Location
- Numaish, opposite Mazar-e-Quaid Karachi, Sindh Pakistan

Information
- Type: School for blind and deaf children
- Established: 1922
- Founder: Ida Rieu Welfare Association
- Principal: Muzna Masood
- Gender: Male and female
- Age: 4+
- Enrollment: 900 Blind and Deaf Students (2019)

= Ida Rieu School =

School for blind and deaf children in Karachi, Sindh, Pakistan

The Ida Rieu School for the blind and deaf was founded in 1922 in Karachi, Pakistan. It was named after Ida Augusta Rieu, the wife of the Commissioner of Sindh, J.L.Rieu.

Ida Rieu not only has a school for people with disabilities but also has a hostel, a college, and an old persons' home.

A large number of philanthropists support the school, which not only provides educational facilities but also imparts vocational training to the disabled students.

In 2006, five students, including four women, gained admission to the master's degree programme at the Ida Rieu College for the blind and the deaf. This is the first time that the institution had introduced a masters' level programme under the arts faculty at the University of Karachi.

On average, 12–16 students from Ida Rieu, including women, sit in the HSC exams; while another 10 or more, in the degree level exams. Some of the school's students have also earned top positions in the examinations. Qudsia Khan is the principal of the school.
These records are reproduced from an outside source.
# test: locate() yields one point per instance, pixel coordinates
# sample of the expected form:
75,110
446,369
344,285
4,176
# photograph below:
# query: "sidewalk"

In 2007, the blind students of Ida Rieu School achieved brilliant results in the Matriculation Examination. Ten blind girl students appeared, out of which three obtained first division and one the first class first position. Amongst the boys, nine appeared and three obtained first division. The overall result of both was 100 per cent. In 2008, there were over 900 blind and deaf students at the institution.

it has undertaken to provide the latest modified gadgets to allow the inclusion into information society i.e., Braille keyboards, screens, voice activated devices, special videos, and toys that promoted learning for children with varying degrees of blindness.

An extract from the 2023 census of the city's population reveals that visual problems affect 2.18 percent of the population, while hearing difficulties affect 2.51 percent.